Dr. Lutwick: The development of more modern smallpox vaccines that could have substantially less "toxicity baggage" may obviate much of the debate about immunization. Besides a standard tissue culture product, DNA (genomic), oral transgenic plant, or idiotype-anti-idiotype vaccines might be even better immunologically tailored immunogens.
It has always been my concern that epidemic, significant human poxvirus infection would return. Even if BT smallpox or even accidental release of nonBT virus was a nonissue, I have always thought that other similar orthopox viruses such as monkeypox or "white" pox — given the right mutation or other genetic recombination — would eventually cause these agents to become more infectious and virulent in humans.
Medscape: What about reports of successful aerosolization of smallpox by the Russians in 1971?

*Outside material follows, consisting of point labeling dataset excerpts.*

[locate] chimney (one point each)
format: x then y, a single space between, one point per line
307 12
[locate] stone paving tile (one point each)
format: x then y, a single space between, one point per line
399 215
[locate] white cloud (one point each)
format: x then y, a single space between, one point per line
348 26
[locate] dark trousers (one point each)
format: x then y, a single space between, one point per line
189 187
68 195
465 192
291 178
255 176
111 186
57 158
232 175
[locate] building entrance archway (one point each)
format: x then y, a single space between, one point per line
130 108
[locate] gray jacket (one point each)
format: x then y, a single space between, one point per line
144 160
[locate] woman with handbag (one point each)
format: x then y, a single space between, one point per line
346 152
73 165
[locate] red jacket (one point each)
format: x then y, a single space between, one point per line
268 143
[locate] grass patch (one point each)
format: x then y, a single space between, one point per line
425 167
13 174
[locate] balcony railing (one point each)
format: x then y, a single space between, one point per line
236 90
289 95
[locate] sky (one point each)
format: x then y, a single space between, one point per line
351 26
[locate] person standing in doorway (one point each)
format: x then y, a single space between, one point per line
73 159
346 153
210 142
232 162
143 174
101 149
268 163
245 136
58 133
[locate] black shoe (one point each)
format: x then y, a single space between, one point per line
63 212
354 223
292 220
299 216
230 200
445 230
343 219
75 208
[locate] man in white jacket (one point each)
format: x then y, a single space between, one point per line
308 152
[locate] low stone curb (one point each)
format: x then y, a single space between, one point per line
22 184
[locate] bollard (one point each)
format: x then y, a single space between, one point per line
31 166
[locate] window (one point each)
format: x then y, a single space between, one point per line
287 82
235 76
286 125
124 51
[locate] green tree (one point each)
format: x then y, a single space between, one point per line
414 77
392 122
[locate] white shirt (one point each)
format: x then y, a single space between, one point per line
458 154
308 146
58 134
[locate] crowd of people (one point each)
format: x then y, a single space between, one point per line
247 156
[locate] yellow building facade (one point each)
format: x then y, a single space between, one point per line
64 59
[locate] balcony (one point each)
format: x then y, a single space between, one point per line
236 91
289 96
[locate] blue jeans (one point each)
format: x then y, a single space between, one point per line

Dr. Zelicoff: The possibility of aerosolizing variola (smallpox) and disseminating it for 10 miles (or more) has long been discounted by experts. Thus, instead of the initial tranche of smallpox cases being in the 10s or 20s, as most of the models have assumed, now we have the possibility of hundreds, or more likely thousands of victims should smallpox ever be utilized as a biological weapon. Heaven help us then, because the strategy we have adopted (vaccinate a few first responders now, and the population at large only in the case of an attack) will collapse if smallpox is introduced as an aerosol.
Dr. Lutwick: It was suggested that the 1971 Aralsk USSR outbreak that was recently revealed (by Zelicoff and colleagues) was related to aerosolization of a plume of smallpox virus from the notorious island of Vozrozhdeniye, where lots of BT testing was done (Tucker JB, Zilinskas RA, eds. CNS Occasional Papers: #9: The 1971 Smallpox Epidemic in Aralsk, Kazakhstan, and the Soviet Biological Warfare Program. Available at http://cns.miis.edu/pubs/opapers/op9/index.htm). If that is the case, the virus was "hardened" (figuratively) to make it resistant to sunlight/UV inactivation. Even if that is true, I do not think it really matters, as even this strain required more classic person-to-person spread; a multicentric outbreak from bioterrorism through multiple geographically separate introductions (as might occur with "smallpox suicide bombers" — fanatics who are inoculated with smallpox and show up in a variety of locales late in their incubation periods) would produce a similar, albeit slower outbreak.